Introduction Posttransplant lymphoproliferative disorders (PTLD) represent a heterogeneous group of lymphoid and plasmacytic proliferative diseases, occurring as a result of immunosuppressive therapy in patients who have received solid organ or bone marrow transplantation. Only very few studies of kidney transplant recipients with PTLD were recruited from the Asian population, especially the Chinese patients and these data are usually restricted to small case series. The objective of our study is to characterize the PTLD including the Epstein-Barr virus (EBV) status, histological subgroups, site of occurrence and the clinical outcome in the Chinese kidney transplant recipients. Materials and Methods A retrospective cohort study of 1,227 adult kidney transplant recipients who were followed up in two large transplant centers in Hong Kong between the period 1stJanuary 1994 and 30th June 2015 and were diagnosed to have PTLD. Results 23 (1.9%) patients developed PTLD. Median duration from transplant to PTLD was 104 (5-252) months. Six patients (26.1%) had early PTLD and 17 (73.9%) had late PTLD. Ten (43%) developed PTLD >10 years after transplant. All patients in early PTLD group were EBV-positive. In the late PTLD group, 60% were EBV-negative and 40% EBV-positive. More than 90% of cases were monomorphic PTLD with majority being diffuse large B cell lymphoma.

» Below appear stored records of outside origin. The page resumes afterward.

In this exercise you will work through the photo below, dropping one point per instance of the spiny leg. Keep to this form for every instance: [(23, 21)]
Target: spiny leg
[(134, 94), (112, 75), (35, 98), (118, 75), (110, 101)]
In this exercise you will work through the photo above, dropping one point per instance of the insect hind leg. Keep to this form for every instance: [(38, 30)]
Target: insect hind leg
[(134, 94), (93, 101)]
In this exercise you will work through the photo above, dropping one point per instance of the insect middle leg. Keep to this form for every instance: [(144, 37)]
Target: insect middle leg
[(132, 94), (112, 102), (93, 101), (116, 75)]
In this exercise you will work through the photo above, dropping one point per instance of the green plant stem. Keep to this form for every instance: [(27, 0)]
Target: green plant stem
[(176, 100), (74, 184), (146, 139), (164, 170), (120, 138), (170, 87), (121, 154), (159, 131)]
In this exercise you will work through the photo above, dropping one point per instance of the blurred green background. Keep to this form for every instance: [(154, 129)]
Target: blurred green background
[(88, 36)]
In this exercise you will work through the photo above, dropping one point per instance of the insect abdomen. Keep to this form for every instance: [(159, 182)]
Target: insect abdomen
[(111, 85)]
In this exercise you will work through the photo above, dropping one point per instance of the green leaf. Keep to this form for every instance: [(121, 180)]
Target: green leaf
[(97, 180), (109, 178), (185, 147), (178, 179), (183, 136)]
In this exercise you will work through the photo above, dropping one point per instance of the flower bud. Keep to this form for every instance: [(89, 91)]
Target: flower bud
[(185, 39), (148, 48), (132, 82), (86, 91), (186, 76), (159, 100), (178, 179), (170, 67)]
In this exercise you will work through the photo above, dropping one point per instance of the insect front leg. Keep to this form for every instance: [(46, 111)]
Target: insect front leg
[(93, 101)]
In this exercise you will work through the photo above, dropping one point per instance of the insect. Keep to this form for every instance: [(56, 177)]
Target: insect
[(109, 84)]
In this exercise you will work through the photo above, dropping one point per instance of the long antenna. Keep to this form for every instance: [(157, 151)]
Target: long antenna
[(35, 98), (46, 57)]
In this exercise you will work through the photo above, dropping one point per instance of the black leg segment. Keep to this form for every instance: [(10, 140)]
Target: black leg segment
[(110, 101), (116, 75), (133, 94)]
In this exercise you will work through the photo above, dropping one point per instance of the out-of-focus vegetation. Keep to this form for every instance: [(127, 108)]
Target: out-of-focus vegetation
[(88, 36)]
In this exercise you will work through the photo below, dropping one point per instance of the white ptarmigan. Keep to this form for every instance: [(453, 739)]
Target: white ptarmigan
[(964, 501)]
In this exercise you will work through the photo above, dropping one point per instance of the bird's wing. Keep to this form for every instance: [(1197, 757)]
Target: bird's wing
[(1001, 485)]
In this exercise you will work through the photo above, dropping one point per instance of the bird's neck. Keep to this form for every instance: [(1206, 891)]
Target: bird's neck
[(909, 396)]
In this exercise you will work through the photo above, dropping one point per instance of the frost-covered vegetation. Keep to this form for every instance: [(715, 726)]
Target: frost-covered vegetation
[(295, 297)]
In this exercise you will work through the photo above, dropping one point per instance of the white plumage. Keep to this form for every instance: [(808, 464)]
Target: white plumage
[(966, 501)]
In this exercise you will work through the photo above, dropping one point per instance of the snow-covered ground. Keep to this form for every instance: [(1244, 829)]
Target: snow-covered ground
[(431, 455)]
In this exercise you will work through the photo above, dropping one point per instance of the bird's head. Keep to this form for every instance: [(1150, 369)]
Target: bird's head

Lymph nodes were the most common location of PTLD (34.8%), followed by bone marrow (30.4%), brain and gastrointestinal tract (17.4%). All patients except the one with nodal marginal zone lymphoma had extranodal involvement of PTLD. More patients (16/23, 69.6%) presented with late-stage (III or IV) PTLD than early-stage disease (7/23, 30.4%) in our cohort. The overall treatment response rate was 52.2 %. None of the patients developed allograft rejection or relapse after complete remission of PTLD. At a median follow-up of 9 (1-79) months after PTLD, 18 patients died. Patient survival was 48% at 1 year and 30% at 3 years and death-censored allograft survival was 82% at 1year and 73% at 3 years. Conclusion Late PTLD is common. Careful adjustment of immunosuppression, close monitoring of patients, increased awareness and early detection of the disease are essential.